Microsoft Azure Data Catalog is a fully managed cloud service that serves as a system of registration and system of discovery for enterprise data sources. In other words, Azure Data Catalog is all about helping people discover, understand, and use data sources, and helping organizations to get more value from their existing data.

When a data source is registered with Azure Data Catalog, its metadata is copied and indexed by the service, but the story doesn’t end there. Azure Data Catalog also allows users to provide their own complete documentation that can describe the usage and common scenarios for the data source.

In How to annotate data sources, you learn that experts who know the data source can annotate it with tags and a description. The Azure Data Catalog portal includes a rich text editor so that users can fully document data assets and containers. The editor includes paragraph formatting, such as headings, text formatting, bulleted lists, numbered lists, and tables.

Tags and descriptions are great for simple annotations. However, to help data consumers better understand the use of a data source, and business scenarios for a data source, an expert can provide complete, detailed documentation. It's easy to document a data source. Select a data asset or container, and choose Documentation.

Documenting data assets

The benefit of Azure Data Catalog documentation allows you to use your Data Catalog as a content repository to create a complete narrative of your data assets. You can explore detailed content that describes containers and tables. If you already have content in another content repository, such as SharePoint or a file share, you can add to the asset documentation links to reference this existing content. This feature makes your existing documents more discoverable.

Note

Documentation is not included in search index.
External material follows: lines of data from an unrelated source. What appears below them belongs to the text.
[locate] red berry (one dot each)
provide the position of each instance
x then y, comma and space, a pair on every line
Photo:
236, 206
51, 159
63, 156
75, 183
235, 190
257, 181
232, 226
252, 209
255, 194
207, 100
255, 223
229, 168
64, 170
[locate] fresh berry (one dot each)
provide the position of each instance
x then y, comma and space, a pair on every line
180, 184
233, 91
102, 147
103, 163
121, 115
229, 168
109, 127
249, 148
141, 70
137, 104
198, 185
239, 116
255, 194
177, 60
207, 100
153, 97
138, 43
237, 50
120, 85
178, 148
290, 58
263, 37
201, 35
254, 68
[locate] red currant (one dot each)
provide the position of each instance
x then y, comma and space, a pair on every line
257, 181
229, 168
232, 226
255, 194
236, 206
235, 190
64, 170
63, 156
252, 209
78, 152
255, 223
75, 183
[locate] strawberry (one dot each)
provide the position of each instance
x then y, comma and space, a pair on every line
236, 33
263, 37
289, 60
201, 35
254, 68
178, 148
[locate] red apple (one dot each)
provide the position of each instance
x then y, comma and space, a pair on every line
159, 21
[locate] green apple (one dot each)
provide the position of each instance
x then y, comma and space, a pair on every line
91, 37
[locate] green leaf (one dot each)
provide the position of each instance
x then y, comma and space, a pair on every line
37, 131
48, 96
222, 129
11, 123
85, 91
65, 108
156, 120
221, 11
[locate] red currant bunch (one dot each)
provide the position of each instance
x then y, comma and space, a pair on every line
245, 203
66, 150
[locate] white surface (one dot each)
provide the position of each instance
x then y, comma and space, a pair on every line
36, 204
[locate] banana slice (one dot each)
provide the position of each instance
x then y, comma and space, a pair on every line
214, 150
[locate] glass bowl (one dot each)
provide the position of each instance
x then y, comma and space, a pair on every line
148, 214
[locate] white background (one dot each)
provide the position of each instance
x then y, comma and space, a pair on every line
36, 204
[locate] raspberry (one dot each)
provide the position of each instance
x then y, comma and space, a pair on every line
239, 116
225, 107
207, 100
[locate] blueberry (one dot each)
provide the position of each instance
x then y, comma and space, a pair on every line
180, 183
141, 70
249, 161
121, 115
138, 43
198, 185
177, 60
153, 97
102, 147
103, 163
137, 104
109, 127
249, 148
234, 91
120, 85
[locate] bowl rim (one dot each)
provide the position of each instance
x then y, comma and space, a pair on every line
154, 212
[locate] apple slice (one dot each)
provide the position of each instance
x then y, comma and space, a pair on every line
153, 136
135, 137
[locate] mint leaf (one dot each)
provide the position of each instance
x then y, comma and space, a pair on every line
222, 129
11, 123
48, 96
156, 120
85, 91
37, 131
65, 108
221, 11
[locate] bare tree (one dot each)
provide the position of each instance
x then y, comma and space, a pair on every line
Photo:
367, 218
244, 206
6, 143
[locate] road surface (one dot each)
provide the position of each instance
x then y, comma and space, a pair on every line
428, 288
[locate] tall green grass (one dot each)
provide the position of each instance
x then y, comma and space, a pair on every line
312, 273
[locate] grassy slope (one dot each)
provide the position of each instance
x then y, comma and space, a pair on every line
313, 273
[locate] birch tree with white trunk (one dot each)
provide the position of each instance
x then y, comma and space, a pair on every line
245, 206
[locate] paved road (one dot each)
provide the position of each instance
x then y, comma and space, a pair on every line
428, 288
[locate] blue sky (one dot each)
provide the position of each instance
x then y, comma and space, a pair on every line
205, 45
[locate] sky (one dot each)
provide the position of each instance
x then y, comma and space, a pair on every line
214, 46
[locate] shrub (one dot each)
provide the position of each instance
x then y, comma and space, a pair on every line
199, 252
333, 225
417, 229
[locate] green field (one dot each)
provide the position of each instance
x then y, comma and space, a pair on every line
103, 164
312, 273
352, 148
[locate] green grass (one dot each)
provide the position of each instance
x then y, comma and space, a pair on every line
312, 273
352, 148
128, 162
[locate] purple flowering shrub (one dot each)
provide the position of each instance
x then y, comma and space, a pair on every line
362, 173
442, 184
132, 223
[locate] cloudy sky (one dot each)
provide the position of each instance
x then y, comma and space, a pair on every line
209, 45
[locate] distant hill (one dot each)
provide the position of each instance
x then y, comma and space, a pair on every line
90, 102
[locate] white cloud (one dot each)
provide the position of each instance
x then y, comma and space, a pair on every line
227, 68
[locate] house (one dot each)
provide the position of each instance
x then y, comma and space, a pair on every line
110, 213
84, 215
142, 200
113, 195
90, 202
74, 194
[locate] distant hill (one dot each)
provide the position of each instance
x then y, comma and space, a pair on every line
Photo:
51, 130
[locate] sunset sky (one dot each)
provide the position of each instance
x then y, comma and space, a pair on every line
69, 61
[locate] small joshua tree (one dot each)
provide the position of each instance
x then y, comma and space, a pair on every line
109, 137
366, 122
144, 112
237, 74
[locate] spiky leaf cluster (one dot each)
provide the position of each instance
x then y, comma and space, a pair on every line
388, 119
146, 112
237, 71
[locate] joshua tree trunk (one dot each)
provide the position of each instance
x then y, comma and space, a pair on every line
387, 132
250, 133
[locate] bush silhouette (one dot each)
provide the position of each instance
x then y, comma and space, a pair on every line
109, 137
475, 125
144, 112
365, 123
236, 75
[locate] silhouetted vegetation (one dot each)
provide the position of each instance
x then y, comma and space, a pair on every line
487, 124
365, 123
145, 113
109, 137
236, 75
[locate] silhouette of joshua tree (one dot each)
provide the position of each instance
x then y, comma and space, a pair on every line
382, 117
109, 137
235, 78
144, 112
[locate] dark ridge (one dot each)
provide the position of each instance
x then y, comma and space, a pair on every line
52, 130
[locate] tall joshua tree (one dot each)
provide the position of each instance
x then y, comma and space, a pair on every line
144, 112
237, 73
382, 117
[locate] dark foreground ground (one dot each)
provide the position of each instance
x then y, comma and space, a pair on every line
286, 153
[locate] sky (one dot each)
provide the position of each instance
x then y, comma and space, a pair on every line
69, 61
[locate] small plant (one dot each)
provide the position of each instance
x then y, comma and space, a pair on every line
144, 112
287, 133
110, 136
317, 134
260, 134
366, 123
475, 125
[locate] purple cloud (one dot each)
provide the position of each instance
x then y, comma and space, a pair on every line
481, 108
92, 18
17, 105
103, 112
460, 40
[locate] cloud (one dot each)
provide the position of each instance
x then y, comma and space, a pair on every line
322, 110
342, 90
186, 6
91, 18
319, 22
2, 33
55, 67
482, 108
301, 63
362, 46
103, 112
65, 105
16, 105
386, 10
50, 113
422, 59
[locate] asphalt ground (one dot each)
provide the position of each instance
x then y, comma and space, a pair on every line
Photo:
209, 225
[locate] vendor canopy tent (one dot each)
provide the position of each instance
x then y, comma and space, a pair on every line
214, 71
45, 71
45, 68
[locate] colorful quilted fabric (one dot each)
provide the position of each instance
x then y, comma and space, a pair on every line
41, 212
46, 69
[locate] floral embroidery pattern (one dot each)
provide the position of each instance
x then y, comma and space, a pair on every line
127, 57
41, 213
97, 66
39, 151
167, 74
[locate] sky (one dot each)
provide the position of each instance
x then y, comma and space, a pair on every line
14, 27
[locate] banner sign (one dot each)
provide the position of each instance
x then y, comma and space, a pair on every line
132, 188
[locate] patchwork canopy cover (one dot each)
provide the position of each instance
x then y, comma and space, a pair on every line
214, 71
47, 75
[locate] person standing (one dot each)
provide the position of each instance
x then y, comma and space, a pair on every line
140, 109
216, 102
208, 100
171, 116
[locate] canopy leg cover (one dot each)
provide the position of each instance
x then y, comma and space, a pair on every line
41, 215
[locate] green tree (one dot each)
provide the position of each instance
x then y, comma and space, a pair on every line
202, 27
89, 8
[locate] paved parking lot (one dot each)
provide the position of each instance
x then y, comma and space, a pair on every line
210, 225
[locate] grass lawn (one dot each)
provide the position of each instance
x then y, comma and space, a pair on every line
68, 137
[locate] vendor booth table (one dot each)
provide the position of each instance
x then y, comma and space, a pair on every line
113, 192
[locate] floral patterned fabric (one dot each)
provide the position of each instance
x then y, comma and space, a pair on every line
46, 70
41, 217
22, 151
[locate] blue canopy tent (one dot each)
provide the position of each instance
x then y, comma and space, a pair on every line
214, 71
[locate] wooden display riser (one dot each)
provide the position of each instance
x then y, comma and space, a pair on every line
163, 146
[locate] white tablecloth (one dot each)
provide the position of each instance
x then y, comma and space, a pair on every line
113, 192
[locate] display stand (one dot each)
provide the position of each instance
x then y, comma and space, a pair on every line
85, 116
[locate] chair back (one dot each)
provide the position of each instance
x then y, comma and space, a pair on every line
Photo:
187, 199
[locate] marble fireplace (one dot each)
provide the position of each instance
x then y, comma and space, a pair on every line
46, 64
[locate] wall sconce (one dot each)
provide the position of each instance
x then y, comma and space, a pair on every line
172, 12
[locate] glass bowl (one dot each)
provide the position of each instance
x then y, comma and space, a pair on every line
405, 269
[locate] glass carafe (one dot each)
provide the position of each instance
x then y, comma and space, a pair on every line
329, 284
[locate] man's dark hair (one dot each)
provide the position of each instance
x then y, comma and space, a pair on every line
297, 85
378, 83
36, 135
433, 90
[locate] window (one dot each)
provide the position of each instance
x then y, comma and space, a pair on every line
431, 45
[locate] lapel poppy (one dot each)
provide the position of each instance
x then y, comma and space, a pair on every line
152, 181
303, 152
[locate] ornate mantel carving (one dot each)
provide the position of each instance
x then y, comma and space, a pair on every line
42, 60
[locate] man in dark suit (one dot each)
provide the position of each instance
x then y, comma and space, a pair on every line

The level of documentation can range from describing the characteristics and value of a data asset container to a detailed description of table schema within a container. The level of documentation provided should be driven by your business needs. But in general, here are a few pros and cons of documenting data assets:

  • Document just a container: All the content is in one place, but might lack necessary details for users to make an informed decision.
  • Document just the tables: Content is specific to that object, but your users have multiple places for documents.
  • Document containers and tables: Most comprehensive approach, but might introduce more maintenance of the documents.

Summary

Documenting data sources with Azure Data Catalog can create a narrative about your data assets in as much detail as you need. By using links, you can link to content stored in an existing content repository, which brings your existing docs and data assets together. Once your users discover appropriate data assets, they can have a complete set of documentation.